Robustness of quadratic vs. Gaussian kernels to symmetry breaking and bandwidth effects in RFM

Determine whether the Mahalanobis quadratic kernel within the Recursive Feature Machine (RFM) algorithm is more robust than the Mahalanobis Gaussian kernel to symmetry-breaking perturbations of the training data, and ascertain whether the kernel bandwidth parameter in either kernel modulates this robustness.

Background

The paper studies grokking and generalization in Recursive Feature Machines (RFM) on algebraic tasks such as modular arithmetic and Abelian group addition. It shows that specific symmetry-preserving train–test partitions (e.g., withholding fixed points under a reflection) can inhibit generalization, and that breaking this symmetry by moving random training points to the test set recovers generalization.

Empirically, the authors observe that the quadratic kernel requires moving more random points from train to test to achieve the same improvement in test accuracy compared to the Gaussian kernel.

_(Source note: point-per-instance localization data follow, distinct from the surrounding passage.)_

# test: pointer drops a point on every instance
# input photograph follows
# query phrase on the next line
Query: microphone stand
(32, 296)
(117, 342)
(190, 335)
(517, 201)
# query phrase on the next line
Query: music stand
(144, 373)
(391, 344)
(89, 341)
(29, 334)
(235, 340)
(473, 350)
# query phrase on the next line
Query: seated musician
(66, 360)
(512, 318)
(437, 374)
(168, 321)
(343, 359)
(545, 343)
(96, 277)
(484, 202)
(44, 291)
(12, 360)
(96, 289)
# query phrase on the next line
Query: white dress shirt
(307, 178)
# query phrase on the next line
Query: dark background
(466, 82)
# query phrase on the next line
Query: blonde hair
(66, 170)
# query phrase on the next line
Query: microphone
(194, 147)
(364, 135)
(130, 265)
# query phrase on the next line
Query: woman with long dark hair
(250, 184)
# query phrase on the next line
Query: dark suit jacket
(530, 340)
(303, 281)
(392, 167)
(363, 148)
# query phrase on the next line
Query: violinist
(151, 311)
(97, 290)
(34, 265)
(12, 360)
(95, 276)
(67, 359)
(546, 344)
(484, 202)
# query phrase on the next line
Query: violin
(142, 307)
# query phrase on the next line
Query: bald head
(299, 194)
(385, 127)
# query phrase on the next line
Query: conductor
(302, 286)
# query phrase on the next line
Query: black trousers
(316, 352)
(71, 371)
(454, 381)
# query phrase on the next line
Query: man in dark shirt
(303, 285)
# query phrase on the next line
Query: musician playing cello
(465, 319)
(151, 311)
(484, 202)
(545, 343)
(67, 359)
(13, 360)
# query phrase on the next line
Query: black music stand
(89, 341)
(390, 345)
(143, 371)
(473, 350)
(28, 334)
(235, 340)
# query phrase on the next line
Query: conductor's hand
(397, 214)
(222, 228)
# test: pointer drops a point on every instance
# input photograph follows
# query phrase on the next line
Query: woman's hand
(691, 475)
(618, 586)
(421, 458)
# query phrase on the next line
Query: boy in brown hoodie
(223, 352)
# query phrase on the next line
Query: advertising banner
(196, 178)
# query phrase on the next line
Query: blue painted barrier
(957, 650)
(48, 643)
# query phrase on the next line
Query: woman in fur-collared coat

Motivated by this, they explicitly pose as future work determining whether the quadratic kernel is inherently more "robust" to symmetry breaking and whether bandwidth choices in Gaussian or quadratic kernels influence this robustness.

References

We leave it for future work to explore whether the quadratic kernel is more "robust" to symmetry breaking, or whether bandwidth choices in the kernel (whether Gaussian or quadratic) can affect the robustness of the model to symmetry breaking.

Breaking Data Symmetry is Needed For Generalization in Feature Learning Kernels  (2604.00316 - Bernal et al., 31 Mar 2026) in Section 3, Partitions that inhibit generalization (Removing points symmetrically)